L'opposition juge cette candidature anticonstitutionnelle et contraire à l'Accord de paix d'Arusha, arraché en 2000 grâce à la médiation des pays de la région et qui a permis de mettre fin à la longue guerre civile burundaise (1993-2006, 300.000 morts).
"Nous attendons beaucoup plus de Museveni, non comme facilitateur ou médiateur, mais comme garant de l'accord d'Arusha puisqu'il était président de l'initiative régionale pour la négociation de cet accord", a lancé Léonce Ngendakumana, un des dirigeants de l'opposition, rappelant que ce texte interdisait "noir sur blanc" un troisième mandat de M. Nkurunziza.
Dans le camp présidentiel, son principal conseiller en communication Willy Nyamitwe attend que Yoweri Museveni, au pouvoir depuis 1986 et qui ne cache pas vouloir se représenter en 2016, persuade l'opposition de renoncer à son boycott du processus électoral.
"Coûte que coûte, nous devons clôturer le processus électoral en cours afin d'avancer sur autre chose", a-t-il estimé, disant attendre de M. Museveni "qu'il parvienne à convaincre (...) l'opposition radicale qui veut toujours pratiquer la chaise vide, que pour (...) arriver au pouvoir il faut passer par la voie des urnes".
Selon des responsables administratifs locaux, le chef de l'Etat ougandais est entré par la route vers 12H00 (10H00 GMT) en territoire burundais, en provenance du Rwanda, et était attendu en milieu d'après-midi à Bujumbura.

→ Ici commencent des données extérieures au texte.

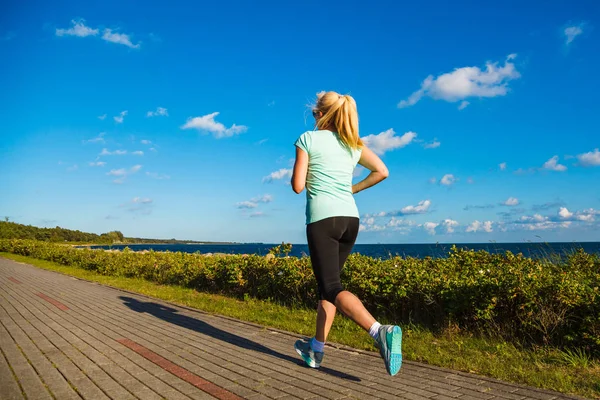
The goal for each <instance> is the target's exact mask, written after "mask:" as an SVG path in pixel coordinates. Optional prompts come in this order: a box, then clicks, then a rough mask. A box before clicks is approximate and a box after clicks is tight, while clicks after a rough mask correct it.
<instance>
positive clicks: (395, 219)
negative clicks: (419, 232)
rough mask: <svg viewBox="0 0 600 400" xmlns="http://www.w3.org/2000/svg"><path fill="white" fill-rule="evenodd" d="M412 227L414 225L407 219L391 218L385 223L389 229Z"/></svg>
mask: <svg viewBox="0 0 600 400" xmlns="http://www.w3.org/2000/svg"><path fill="white" fill-rule="evenodd" d="M414 225H416V223H415V222H414V221H409V220H407V219H400V218H396V217H392V218H391V219H390V220H389V222H388V223H387V226H389V227H391V228H399V227H410V226H414Z"/></svg>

A Kigali, il a rencontré la ministre rwandaise des Affaires étrangères Louise Mushikiwabo, selon un cadre du ministère burundais des Relations extérieures.
Son convoi, sous forte escorte ougandaise, comprenant notamment deux auto-mitrailleuses blindées, est entré au Burundi via la province de Kirundo, à environ 200 km au nord-est de Bujumbura. Le président ougandais a été accueilli par le ministre burundais de l'Intérieur, Edouard Nduwimana, qui a pris place dans son véhicule vers la capitale burundaise.
- Combats -
Le président ougandais doit rester 24 heures à Bujumbura, mais son programme a déjà changé à plusieurs reprises depuis lundi, selon des cadres ministériels burundais.

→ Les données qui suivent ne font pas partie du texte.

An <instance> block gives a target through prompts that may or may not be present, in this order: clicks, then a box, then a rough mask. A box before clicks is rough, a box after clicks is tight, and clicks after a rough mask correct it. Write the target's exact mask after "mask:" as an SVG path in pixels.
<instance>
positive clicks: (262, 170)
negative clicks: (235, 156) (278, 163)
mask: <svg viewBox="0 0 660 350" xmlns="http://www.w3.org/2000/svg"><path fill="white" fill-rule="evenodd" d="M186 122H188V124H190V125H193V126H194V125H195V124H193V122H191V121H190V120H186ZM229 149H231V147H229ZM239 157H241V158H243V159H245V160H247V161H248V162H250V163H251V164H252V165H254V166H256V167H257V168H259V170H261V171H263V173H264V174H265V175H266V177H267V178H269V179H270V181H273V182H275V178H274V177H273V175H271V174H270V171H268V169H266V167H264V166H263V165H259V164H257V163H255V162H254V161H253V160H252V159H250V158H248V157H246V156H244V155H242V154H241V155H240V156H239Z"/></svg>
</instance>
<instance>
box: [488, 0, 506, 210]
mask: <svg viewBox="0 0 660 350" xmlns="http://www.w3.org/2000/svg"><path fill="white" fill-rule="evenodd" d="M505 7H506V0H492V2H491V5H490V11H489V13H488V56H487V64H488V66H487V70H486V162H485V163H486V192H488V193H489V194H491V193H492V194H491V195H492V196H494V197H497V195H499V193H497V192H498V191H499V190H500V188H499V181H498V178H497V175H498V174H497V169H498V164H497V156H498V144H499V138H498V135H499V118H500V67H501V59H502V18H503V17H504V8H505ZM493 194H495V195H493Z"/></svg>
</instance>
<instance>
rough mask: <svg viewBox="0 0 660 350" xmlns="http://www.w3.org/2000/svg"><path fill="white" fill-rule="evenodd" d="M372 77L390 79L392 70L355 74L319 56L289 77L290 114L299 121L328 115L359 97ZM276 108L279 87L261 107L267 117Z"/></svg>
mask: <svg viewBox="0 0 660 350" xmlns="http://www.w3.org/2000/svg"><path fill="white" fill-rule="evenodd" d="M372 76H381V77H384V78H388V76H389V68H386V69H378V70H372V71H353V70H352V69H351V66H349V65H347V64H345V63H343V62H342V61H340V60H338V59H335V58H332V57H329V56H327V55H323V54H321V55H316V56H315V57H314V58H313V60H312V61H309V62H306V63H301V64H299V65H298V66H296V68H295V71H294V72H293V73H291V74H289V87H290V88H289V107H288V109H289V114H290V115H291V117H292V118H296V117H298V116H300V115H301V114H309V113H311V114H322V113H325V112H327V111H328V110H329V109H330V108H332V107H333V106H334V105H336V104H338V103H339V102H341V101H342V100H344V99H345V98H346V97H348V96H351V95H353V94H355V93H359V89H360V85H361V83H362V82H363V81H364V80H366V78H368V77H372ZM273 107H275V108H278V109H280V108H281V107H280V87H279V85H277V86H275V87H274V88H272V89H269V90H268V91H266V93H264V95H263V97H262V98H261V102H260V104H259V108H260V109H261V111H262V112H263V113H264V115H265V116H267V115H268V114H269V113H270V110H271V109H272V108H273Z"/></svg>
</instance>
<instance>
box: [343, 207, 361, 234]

Signe de l'extrême tension qui règne au Burundi, une centaine de militaires ougandais, arrivés à bord de deux avions ont précédé M. Museveni à Bujumbura pour assurer sa sécurité. Le président ougandais a lui-même indiqué sur Twitter se rendre au Burundi "pour ouvrir un dialogue entre les factions politiques belligérantes".

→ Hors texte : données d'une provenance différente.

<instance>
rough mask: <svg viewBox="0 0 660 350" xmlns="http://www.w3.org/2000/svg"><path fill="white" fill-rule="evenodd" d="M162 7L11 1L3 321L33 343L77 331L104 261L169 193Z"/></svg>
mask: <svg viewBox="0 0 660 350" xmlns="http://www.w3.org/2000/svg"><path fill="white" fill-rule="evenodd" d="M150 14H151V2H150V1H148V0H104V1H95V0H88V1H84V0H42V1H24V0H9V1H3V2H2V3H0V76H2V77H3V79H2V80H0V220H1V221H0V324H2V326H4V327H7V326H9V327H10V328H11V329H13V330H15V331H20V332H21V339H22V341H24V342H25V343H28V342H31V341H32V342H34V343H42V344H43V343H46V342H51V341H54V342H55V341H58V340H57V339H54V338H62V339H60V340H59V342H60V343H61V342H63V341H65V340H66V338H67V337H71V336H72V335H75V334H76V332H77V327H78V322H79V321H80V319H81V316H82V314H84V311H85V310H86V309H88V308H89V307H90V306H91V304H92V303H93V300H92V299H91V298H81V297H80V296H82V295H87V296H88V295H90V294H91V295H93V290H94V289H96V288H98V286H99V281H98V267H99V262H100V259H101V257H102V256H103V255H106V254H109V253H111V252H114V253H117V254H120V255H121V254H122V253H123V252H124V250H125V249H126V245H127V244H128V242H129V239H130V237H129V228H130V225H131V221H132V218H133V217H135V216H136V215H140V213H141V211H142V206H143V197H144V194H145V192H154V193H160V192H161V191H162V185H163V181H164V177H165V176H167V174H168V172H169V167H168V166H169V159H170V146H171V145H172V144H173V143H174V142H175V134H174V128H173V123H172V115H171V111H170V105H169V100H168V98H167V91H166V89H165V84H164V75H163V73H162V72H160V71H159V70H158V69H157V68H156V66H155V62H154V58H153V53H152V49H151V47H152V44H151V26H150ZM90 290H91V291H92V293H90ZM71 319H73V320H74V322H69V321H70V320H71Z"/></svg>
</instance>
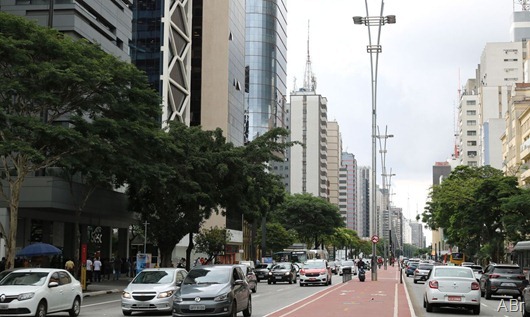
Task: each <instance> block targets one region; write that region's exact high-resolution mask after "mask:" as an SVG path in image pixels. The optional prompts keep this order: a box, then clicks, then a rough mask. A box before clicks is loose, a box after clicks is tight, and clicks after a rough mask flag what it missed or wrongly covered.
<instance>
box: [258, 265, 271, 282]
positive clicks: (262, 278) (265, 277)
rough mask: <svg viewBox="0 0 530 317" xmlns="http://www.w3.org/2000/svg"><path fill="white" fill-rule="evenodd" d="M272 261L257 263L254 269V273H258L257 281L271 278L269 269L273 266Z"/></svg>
mask: <svg viewBox="0 0 530 317" xmlns="http://www.w3.org/2000/svg"><path fill="white" fill-rule="evenodd" d="M272 265H273V264H272V263H261V264H258V265H256V268H255V269H254V274H256V281H257V282H258V283H259V281H261V280H266V279H268V278H269V271H270V270H271V268H272Z"/></svg>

Dénonçant l'impossibilité de faire campagne et les menaces, l'opposition boycotte l'ensemble des élections générales entamées le 29 juin avec des législatives et communales remportées haut la main par le CNDD-FDD, parti de M. Nkurunziza.
La communauté internationale estime que le climat actuel d'intimidation et d'insécurité - qui a poussé plus de 150.000 Burundais à fuir vers les pays voisins -, ainsi que l'absence de pluralisme médiatique (les radios privées n'émettent plus), ne permettent pas des élections crédibles.
Les autorités burundaises ont accepté de reporter la présidentielle au 21 juillet, mais refusent d'aller au-delà, arguant d'un risque de vide institutionnel à l'expiration du mandat de M. Nkurunziza, le 26 août.
L'officialisation de la candidature de M. Nkurunziza a déclenché fin avril des manifestations populaires, quasi-quotidiennes durant environ un mois et demi, finalement étouffées par une brutale répression policière, parfois à balles réelles.
A l'approche des législatives du 29 juin, la violence s'est intensifiée dans ce petit pays des Grands Lacs, à l'histoire post-coloniale jalonnée de massacres entre Hutu et Tutsi, avec une série d'attaques à la grenade meurtrières revendiquées par les putschistes.
Et le weekend dernier, l'armée burundaise a affronté un groupe armé dans deux provinces frontalières du Rwanda et de République démocratique du Congo (RDC). Ces combats, auxquels les ex-putschistes reconnaissent avoir pris part, ont un peu plus alimenté les rumeurs d'une offensive de vaste ampleur à l'approche de la présidentielle, entretenues par l'exode à l'étranger de nombreux opposants burundais et de centaines de putschistes.